A general agnostic active learning algorithm

Sanjoy Dasgupta, Daniel Hsu, and Claire Monteleoni. A general agnostic active learning algorithm. Twenty-First Annual Conference on Neural Information Processing Systems, 2007.

Other material: poster (pdf.gz), spotlight slide (pdf)

Abstract

We present a simple, agnostic active learning algorithm that works for any hypothesis class of bounded VC dimension, and any data distribution. Our algorithm extends a scheme of Cohn, Atlas, and Ladner to the agnostic setting, by (1) reformulating it using a reduction to supervised learning and (2) showing how to apply generalization bounds even for the non-i.i.d. samples that result from selective sampling. We provide a general characterization of the label complexity of our algorithm. This quantity is never more than the usual PAC sample complexity of supervised learning, and is exponentially smaller for some hypothesis classes and distributions. We also demonstrate improvements experimentally.

Code

MATLAB routines to simulate our algorithm on the learning problem defined by a given problem matrix and label vector. [tar.gz]

Video demonstrations

The following videos illustrate the locations of label requests throughout four different executions of our algorithm. In the first three executions, the data distribution is uniform over the unit interval [0,1], so we show a histogram of the label requests. In the fourth execution, the data distribution is uniform over the unit box [0,1]^2, so we show a heat map of the label requests. In the fifth execution, the data distribution is uniform over the unit circle; we show both the label request locations as well as a histogram of the inner product of label request locations with the target weight vector.

  1. Hypothesis class: thresholds on the line (1) [avi, mp4]
    Target is h(x) = sgn(x-0.5). Noise model: label x with h(x) with probability 0.8, and -h(x) otherwise (random misclassification). Total of 1061 labels requested after seeing 10000 data.
  2. Hypothesis class: thresholds on the line (2) [avi, mp4]
    Target is h(x) = sgn(x-0.5). Noise model: label x with +1 with probability (x-0.5)/0.8 + 0.5 (clipped at 0 and 1), and -1 otherwise (more noise near the boundary). Total of 3691 labels requested after seeing 10000 data.
  3. Hypothesis class: intervals on the line [avi, mp4]
    Target is h(x) = {if x in [0.4,0.6] then +1 else -1}. Noise model: label x with h(x) with probability 0.9, and -h(x) otherwise (random misclassification).

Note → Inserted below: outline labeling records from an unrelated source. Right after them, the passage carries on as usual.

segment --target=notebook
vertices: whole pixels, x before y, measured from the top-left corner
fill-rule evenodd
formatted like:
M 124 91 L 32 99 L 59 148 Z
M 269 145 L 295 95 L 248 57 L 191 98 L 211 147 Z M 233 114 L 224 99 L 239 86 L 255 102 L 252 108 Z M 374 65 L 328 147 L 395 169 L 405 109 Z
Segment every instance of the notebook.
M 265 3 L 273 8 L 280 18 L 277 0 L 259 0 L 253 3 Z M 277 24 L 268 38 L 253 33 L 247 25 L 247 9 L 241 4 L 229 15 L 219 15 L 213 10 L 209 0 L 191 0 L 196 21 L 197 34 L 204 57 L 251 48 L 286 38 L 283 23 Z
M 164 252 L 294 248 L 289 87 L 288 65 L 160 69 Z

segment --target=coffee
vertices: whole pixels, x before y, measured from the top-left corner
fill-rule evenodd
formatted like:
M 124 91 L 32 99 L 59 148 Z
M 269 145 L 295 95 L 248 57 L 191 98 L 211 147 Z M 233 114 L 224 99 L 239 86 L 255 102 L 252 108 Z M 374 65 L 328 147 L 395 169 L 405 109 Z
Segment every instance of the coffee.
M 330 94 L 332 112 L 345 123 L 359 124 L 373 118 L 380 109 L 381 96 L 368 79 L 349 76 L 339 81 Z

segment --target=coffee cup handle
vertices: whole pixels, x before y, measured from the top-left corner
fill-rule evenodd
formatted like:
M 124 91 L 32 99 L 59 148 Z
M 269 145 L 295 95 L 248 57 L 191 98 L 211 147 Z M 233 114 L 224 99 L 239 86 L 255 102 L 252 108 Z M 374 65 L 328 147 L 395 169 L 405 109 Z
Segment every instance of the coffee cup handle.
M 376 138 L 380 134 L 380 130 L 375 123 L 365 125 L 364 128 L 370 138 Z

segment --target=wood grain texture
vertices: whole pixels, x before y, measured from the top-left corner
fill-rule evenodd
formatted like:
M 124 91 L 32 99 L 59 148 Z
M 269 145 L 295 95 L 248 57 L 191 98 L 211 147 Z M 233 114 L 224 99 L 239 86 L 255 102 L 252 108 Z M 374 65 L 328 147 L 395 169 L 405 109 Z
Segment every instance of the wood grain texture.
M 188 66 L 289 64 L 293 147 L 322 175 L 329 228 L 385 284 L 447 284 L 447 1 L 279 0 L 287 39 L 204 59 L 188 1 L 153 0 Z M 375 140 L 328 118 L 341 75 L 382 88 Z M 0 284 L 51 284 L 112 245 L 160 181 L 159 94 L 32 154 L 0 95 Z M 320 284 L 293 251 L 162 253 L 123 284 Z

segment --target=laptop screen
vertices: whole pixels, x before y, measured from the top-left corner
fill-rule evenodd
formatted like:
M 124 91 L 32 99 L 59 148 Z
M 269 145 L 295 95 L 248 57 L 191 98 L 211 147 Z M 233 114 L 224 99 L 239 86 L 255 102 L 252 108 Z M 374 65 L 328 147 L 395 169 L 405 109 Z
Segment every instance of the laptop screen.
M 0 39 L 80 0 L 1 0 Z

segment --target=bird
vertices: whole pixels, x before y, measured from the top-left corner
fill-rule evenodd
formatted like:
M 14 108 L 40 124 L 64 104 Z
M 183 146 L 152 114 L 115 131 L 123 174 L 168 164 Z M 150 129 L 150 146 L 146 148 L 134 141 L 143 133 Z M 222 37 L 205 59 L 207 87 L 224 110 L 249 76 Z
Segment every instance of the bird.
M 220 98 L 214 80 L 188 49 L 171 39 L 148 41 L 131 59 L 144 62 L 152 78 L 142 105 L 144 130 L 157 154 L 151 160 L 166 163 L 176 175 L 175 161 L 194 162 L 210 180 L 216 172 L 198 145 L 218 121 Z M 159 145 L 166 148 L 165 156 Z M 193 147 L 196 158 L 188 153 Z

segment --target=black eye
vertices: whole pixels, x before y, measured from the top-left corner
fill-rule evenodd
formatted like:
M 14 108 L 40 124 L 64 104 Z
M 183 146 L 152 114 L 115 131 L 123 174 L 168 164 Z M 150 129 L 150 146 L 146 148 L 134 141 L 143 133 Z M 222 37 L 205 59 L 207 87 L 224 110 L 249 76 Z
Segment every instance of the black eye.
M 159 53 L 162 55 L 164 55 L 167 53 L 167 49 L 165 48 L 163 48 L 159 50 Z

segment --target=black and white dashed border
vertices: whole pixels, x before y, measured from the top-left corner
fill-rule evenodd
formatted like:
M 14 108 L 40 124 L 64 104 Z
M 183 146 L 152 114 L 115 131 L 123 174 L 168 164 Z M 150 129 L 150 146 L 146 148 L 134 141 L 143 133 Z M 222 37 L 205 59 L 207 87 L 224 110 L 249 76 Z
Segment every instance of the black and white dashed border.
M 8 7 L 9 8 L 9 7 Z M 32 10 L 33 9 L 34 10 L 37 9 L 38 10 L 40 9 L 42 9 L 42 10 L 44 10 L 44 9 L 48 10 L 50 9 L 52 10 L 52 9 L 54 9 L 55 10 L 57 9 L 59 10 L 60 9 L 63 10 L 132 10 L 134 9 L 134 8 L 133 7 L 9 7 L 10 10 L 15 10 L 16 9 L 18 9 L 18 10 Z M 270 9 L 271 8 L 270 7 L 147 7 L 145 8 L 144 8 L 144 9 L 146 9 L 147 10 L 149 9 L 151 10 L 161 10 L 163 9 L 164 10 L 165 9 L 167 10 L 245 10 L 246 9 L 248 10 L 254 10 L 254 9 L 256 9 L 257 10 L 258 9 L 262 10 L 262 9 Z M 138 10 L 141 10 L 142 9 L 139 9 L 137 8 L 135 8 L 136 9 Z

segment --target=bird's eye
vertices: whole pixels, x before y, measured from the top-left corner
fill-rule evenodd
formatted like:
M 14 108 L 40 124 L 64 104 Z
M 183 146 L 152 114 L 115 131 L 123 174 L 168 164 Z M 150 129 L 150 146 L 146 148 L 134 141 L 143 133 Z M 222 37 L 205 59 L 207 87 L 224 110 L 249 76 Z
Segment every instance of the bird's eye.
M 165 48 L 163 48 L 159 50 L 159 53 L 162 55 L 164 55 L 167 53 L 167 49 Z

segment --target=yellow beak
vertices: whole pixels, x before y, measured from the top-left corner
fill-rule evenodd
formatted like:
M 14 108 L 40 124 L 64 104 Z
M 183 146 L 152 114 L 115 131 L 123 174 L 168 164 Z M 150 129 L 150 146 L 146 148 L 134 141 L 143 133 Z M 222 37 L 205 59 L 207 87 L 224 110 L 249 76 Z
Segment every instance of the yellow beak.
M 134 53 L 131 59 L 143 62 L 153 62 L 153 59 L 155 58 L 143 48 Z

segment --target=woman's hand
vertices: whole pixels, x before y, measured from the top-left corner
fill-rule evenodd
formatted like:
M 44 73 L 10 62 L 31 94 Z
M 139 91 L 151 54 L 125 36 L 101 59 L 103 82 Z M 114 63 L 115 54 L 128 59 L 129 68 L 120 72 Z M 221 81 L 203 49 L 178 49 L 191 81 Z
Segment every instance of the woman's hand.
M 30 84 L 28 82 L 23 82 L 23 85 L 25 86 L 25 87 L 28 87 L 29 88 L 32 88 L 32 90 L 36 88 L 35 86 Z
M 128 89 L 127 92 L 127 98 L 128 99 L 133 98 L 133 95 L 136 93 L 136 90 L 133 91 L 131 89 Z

Total of 2141 labels requested after seeing 10000 data.
  4. Hypothesis class: boxes in the plane [avi, mp4]
    Target is h(x) = {if x in [0.15,0.85]^2 then +1 else -1}. Noise model: label x with h(x) with probability 0.9, and -h(x) otherwise (random misclassification). Total of 509 labels requested after seeing 1000 data.
  5. Hypothesis class: linear separators* in the plane [avi, mp4]
    Target is h(x) = sgn(0.528 * x_1 + 0.8493 * x_2). Noise model: label x with h(x) with probability 0.9 and -h(x) otherwise (random misclassification). Total of 207 labels requestsed after seeing 10000 data. (*) The hypothesis class used was just the set of halfspaces normal to the data.